Yamamoto Keiko Rochaix is pleased to present Breakdown, the first solo exhibition in a London commercial gallery of the work of artist Yvonne Mabs Francis (1945 – 2025, Oxford, UK, lived and worked in Bicester, UK), featuring paintings from her Breakdown series alongside a body of related drawings.

About the exhibition



The vivid, saturated colour of the four works from her last major series of paintings are installed on the ground floor of the gallery. Dramatic in size, rich in symbolism, each work is a visual representation of Francis's mental breakdown, brought on following the death of her father in 1969. Admitted to a mental institution at that time, Francis did not start painting again until some 11 years later, with the Breakdown series started in 1999. Each title bears the hallmark of the mental hell of psychosis: "The Bodily Time Machine", "The Electric Bed", "The Impossibility of Being in the Brain of Someone Living", and "Breakdown", each presenting different stages of her mental instability. Through her paintings, Francis raises the hidden struggles of managing her mental health, using creativity to untangle her own obsessive thoughts and demons, living inside her head.

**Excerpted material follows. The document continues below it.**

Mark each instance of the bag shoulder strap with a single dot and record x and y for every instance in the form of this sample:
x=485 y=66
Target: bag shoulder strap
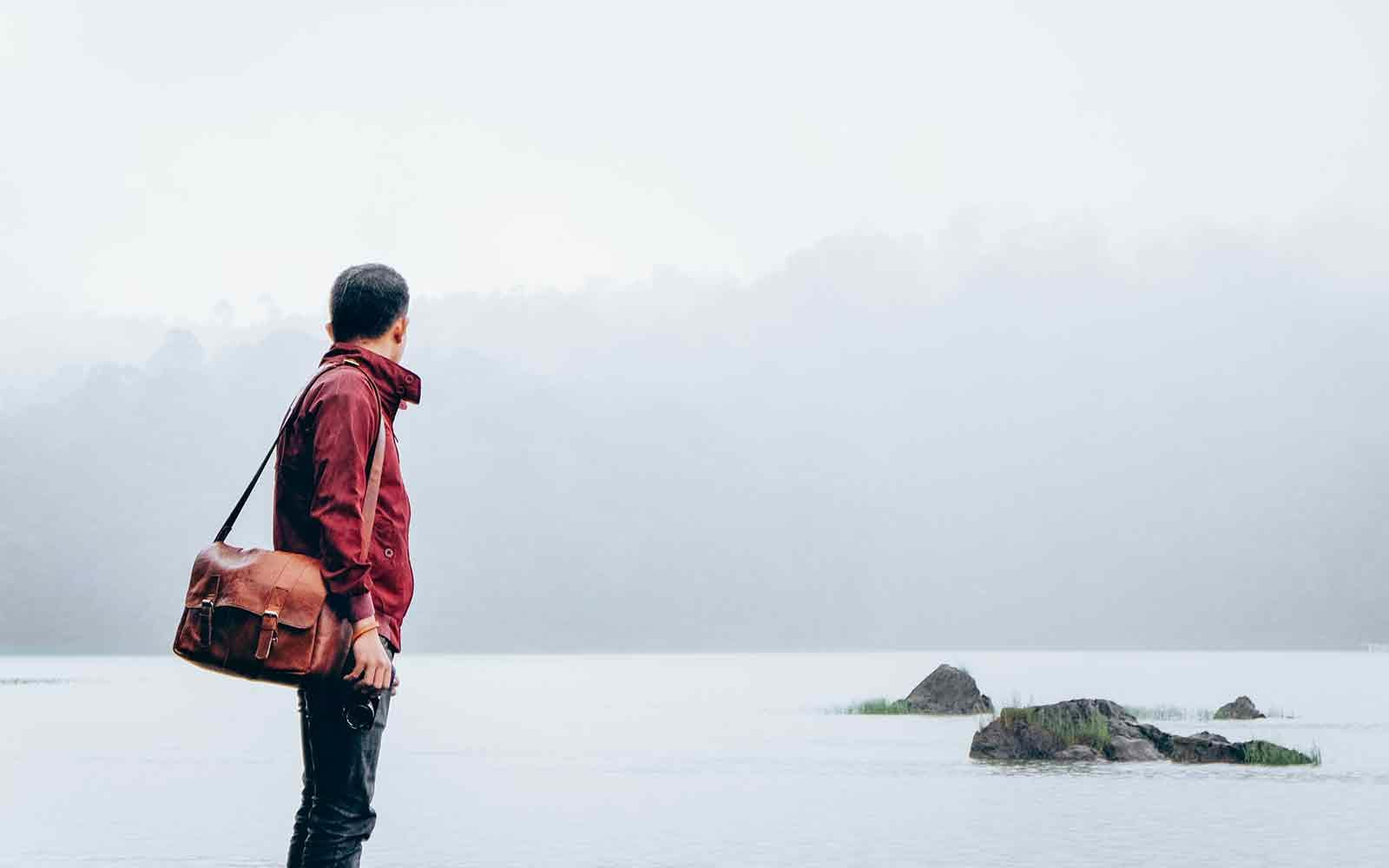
x=368 y=510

In the downstairs gallery are Francis's exquisite monochrome and coloured drawings, each a study of women captured in dreamlike, otherworldly and fantastic landscapes. Featuring recurring motifs, they illustrate the delicate, intricate and minute depiction of the natural environment through birds, flowers and fish floating across the images. These are intermingled with skulls and bonelike structures, multiple images of women's heads and babies curled in the foetal position, curved back, bowed head and limbs tucked tight into the torso. These strong female characters, beautifully dressed ― a reference to her own business designing and making fashion clothing ― also carry the symbols of restraint, shackled to bedlike structures, keys dangling from belts around the waist, and a dress echoing the shape of a bell jar.

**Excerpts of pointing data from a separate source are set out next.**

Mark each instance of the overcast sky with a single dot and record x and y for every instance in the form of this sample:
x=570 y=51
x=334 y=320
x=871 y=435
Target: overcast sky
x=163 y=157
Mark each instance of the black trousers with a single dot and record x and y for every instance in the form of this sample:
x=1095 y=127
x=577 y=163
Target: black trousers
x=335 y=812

Francis trained at the Slade School of Art in the 1960s and went on to lecture in Contemporary Art at Wolverhampton College of Art. In the summer of 1969, following the death of her father, she suffered a severe psychotic breakdown and admitted herself as a voluntary patient to the Warneford Hospital in Oxford, where she spent three months ― much of it on a locked ward, undergoing deep sleep treatment and, ultimately, ECT. What struck her most during her recovery was the silence: no doctor ever spoke to her about what she was experiencing. Three decades later, in 1999, she began to paint her way back through that summer, determined to give form to an illness she felt neither professionals nor the wider public understood. The Breakdown paintings, and the drawings that accompany them, are the result of that long undertaking ― an attempt, as she put it, to make the experience of psychosis visible, commonplace and survivable for those living through it. Showing this work in a London commercial gallery for the first time, in the year following the artist's death, marks an overdue recognition of a body of work whose subject remains as urgent today as when it was made.



Yvonne Mabs Francis (b. 1945, Oxford, d. 2025, Oxford)

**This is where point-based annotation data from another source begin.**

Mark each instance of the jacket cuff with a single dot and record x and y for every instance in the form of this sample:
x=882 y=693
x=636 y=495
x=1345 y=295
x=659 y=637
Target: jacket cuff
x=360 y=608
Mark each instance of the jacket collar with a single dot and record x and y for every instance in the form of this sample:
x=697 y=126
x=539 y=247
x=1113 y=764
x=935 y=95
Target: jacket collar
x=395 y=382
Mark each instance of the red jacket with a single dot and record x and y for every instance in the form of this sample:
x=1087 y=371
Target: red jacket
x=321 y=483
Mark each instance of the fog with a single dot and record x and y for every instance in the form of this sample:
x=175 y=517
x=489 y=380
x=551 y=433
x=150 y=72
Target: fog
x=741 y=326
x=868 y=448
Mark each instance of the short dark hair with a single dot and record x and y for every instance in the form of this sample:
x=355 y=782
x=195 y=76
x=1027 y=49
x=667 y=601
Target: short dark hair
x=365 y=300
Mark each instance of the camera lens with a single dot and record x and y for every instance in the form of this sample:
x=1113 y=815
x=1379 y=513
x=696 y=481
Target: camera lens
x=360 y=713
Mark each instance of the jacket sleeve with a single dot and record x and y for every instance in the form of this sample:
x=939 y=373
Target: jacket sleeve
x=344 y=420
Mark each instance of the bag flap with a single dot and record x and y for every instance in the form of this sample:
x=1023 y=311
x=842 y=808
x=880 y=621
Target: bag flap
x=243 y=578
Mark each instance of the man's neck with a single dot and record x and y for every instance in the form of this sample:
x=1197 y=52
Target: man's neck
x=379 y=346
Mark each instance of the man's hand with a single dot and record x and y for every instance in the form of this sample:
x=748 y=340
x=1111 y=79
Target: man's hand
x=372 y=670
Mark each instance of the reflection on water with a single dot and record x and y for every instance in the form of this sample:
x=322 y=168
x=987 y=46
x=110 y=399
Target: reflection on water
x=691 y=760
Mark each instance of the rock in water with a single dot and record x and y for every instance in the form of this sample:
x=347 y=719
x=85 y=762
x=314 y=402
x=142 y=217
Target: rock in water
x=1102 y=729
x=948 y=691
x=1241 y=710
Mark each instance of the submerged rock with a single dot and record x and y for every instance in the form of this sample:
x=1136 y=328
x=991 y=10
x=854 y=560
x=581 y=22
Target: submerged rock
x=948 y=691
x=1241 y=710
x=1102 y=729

Francis studied at the Slade School of Art, London. Her work featured in the British Council 2025 UK/Poland festival exhibition, You're Not Alone: Women in Art 2025, B.A.D. Gallery Boscombe, Bournemouth and Muzeum Śląskie, Katowicach, Poland, curated by Carol Maund, Director, BEAF Arts, Bournemouth, UK. Previous selected exhibitions include Young Contemporaries, London, 1966; John Moores, Liverpool, 1968; Mexico Gallery, London, 2004; Modern Art Oxford, 2008. Francis's work featured in many group exhibitions in London and Oxford, most notably Wild Old Women, Novas Gallery London, 2008; The Jam Factory, AIMS group show, Oxford, 2009; Dare to Wear, St Pancras Crypt, London, 2010; The Mind Machine, Menier Gallery, London, 2016; and What Goes On In The Mind, The Gallery Oxford Town Hall, 2015. Barbara Herbin's article on the artist appeared in the international Outsiders magazine Raw Vision, 2017.


"Breakdown" is curated by Carol Maund, Director BEAF Arts.


The exhibition will be part of the London Gallery Weekend, 2026, 5-7 June.


The gallery opening hours during the London Gallery Weekend:


Friday 5 June : 11am - 6pm

Saturday 5 June : 11am - 6pm

Sunday 7 June : 12 noon - 5pm


Sunday 7 is East London day with particular focus on galleries in East London.